Lithium-ion batteries (LIBs) have been extensively investigated as high performance rechargeable batteries for portable electronic devices and electric vehicles (EVs). However, the current LIB technology is handicapped by several critical disadvantages for EV applications including short cycling life and safety hazard resulting from dynamic solid electrolyte interface (SEI) formed at low working potential. Spinel lithium titanate (Li₄Ti₅O₁₂), anatase titanium dioxide (TiO₂) and niobium pentoxide (Nb₂O₅) have been considered to be as promising anode materials for rechargeable LIBs owing to the considerable safety advantage that their redox potentials match to the lowest unoccupied molecular orbital (LUMO) of the organic liquid-carbonate electrolyte, which prevents the growth of lithium dendrites and the decomposition of electrolyte. Unfortunately, their intrinsic poor electric conductivities, poor lithium ion conductivities, and the capacity decay resulted from pulverization during charge-discharge processes limit their practical use in LIBs, especially for Nb₂O₅ (σ∼3×10⁻⁶ S·cm⁻¹).
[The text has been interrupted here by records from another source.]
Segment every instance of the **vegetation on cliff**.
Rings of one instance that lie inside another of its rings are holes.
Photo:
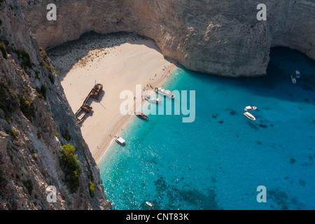
[[[75,192],[79,185],[79,176],[82,174],[82,168],[80,161],[78,160],[78,155],[74,154],[76,149],[70,144],[64,145],[62,147],[62,159],[64,166],[66,182],[71,192]]]

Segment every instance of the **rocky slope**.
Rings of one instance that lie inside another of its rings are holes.
[[[133,31],[153,39],[165,57],[188,69],[240,77],[263,75],[272,46],[315,58],[315,2],[259,1],[55,1],[57,21],[46,19],[48,0],[18,0],[32,34],[44,48],[94,31]]]
[[[15,0],[1,0],[0,209],[108,209],[101,183],[51,62]]]

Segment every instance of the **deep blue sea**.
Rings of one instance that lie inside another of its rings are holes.
[[[176,69],[164,88],[195,91],[195,120],[132,120],[127,145],[113,144],[99,164],[113,209],[315,209],[315,62],[284,48],[270,57],[261,78]],[[248,105],[255,121],[243,115]]]

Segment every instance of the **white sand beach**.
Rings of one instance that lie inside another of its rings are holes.
[[[81,125],[83,138],[99,162],[114,135],[134,118],[120,113],[124,101],[120,99],[120,92],[129,90],[135,94],[136,85],[146,89],[151,89],[147,85],[162,86],[176,66],[163,57],[153,41],[132,34],[76,44],[76,50],[51,57],[74,113],[95,83],[104,86],[99,100],[90,104],[93,113]]]

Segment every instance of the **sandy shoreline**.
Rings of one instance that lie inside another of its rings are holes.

   Herein, we report a one-step facile hydrothermal synthesis of Nb₂O₅/carbon matrix using glucose as the carbon source. After post-heat treatment under H₂ gas, the glucose is carbonized to form carbon matrix and Nb₂O₅ nanocrystals are homogeneously immersed in carbon matrix. The stoichiometric Nb₂O₅ insulator becomes to oxygen-deficient niobium oxide semiconductor, and this carbon matrix can efficiently prevent niobium oxide nanocrystals from pulverization during the charge-discharge processes, resulting in improved recyclability. In addition, the carbon matrix and oxygen-deficient niobium oxide can effectively enhance the electronic conductivity and lithium ion conductivity of our electrode material, which results in enhanced rate performance and cycle durability. We believe that such a kind of niobium oxide/carbon matrix structure provides a new design toward high cycle durability niobium oxide based anode materials.